The ceiling was solid, with no gaps up to the air above like there were in the area where I’d grown up. Those were definitely shouts I heard echoing from the right. I heard clanks from behind, steel feet pounding against the steel ground. More shouts. They’d found the cycle.

I leaned up against the wall, shifting Megan’s weight, then pressed the button on my pen detonator. I was relieved to hear a pop from behind as the cycle’s fuel cell blew. The shouts rose. Maybe I’d caught a few of them in the blast; if I was really lucky they’d assume I was hiding somewhere near the wreckage and had tossed a grenade or something.

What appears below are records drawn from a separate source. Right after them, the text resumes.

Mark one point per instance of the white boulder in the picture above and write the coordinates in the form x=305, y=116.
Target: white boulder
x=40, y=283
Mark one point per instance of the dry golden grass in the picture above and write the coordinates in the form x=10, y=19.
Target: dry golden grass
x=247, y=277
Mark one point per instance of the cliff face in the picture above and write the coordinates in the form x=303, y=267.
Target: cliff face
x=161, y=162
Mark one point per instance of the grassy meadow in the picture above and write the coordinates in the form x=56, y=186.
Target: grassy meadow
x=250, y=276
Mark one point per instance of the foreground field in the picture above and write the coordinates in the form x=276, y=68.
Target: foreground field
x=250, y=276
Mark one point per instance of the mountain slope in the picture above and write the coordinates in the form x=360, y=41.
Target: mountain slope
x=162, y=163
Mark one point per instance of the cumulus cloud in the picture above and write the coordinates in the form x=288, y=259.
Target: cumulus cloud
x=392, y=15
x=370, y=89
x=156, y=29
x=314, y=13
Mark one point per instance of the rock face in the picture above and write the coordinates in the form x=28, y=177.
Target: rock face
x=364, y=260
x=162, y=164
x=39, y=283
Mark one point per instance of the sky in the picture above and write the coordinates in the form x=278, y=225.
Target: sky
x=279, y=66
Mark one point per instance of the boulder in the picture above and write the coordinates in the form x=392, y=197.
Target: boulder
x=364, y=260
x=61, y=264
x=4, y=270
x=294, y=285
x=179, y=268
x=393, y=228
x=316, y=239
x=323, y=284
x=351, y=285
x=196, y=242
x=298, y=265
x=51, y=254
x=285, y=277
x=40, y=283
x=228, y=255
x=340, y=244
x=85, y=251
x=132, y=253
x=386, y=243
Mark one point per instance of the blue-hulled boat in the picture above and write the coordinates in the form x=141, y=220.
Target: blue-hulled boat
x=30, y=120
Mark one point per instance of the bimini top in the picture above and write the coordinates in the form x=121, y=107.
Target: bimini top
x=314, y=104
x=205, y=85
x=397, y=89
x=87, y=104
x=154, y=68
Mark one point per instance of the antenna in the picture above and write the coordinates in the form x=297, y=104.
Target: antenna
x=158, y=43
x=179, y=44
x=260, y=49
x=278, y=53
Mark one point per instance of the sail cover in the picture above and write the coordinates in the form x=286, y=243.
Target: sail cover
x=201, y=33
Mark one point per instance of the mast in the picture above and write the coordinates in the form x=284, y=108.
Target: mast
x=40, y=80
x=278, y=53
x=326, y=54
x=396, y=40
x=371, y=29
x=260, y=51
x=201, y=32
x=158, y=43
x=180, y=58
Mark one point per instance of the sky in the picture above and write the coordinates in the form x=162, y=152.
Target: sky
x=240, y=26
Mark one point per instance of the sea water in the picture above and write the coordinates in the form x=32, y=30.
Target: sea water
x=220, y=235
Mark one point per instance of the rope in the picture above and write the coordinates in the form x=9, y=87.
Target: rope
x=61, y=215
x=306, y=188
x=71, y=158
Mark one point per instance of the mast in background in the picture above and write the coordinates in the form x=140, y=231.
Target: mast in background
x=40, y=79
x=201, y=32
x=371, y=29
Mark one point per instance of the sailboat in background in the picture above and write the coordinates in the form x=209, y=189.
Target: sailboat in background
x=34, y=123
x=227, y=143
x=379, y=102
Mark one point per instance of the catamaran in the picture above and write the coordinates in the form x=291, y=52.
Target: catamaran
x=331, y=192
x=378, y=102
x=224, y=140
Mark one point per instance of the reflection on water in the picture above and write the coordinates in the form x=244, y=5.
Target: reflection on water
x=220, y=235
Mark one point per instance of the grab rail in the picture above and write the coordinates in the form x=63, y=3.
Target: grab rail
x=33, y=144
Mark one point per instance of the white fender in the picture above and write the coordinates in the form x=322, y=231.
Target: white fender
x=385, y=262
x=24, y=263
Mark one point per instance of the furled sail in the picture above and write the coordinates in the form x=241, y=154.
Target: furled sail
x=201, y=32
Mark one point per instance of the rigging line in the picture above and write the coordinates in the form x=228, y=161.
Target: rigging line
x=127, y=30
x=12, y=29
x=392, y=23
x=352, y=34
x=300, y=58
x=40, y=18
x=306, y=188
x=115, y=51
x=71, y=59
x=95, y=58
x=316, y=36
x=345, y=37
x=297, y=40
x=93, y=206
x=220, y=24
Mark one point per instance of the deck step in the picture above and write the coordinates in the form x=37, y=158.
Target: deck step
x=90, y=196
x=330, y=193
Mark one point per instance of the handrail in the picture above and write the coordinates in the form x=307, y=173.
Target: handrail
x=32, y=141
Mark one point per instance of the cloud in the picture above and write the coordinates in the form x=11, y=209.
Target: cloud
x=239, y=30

I hefted Megan, then took the left turn at the crossroads. Her blood had soaked my clothing. She was probably dead by—

No. I wouldn’t think about that. One foot in front of the other. Help was coming. Prof promised help was coming. It would come. Prof didn’t lie. Jonathan Phaedrus, founder of the Reckoners, a man I somehow understood. If there was anything in this world I felt I could trust, it was him.

I walked a good five minutes before I was forced to pull up short. The tunnel in front of me ended in a flat wall of steel. Dead end. I glanced over my shoulder to see flashlights and shadows moving. No escape that way.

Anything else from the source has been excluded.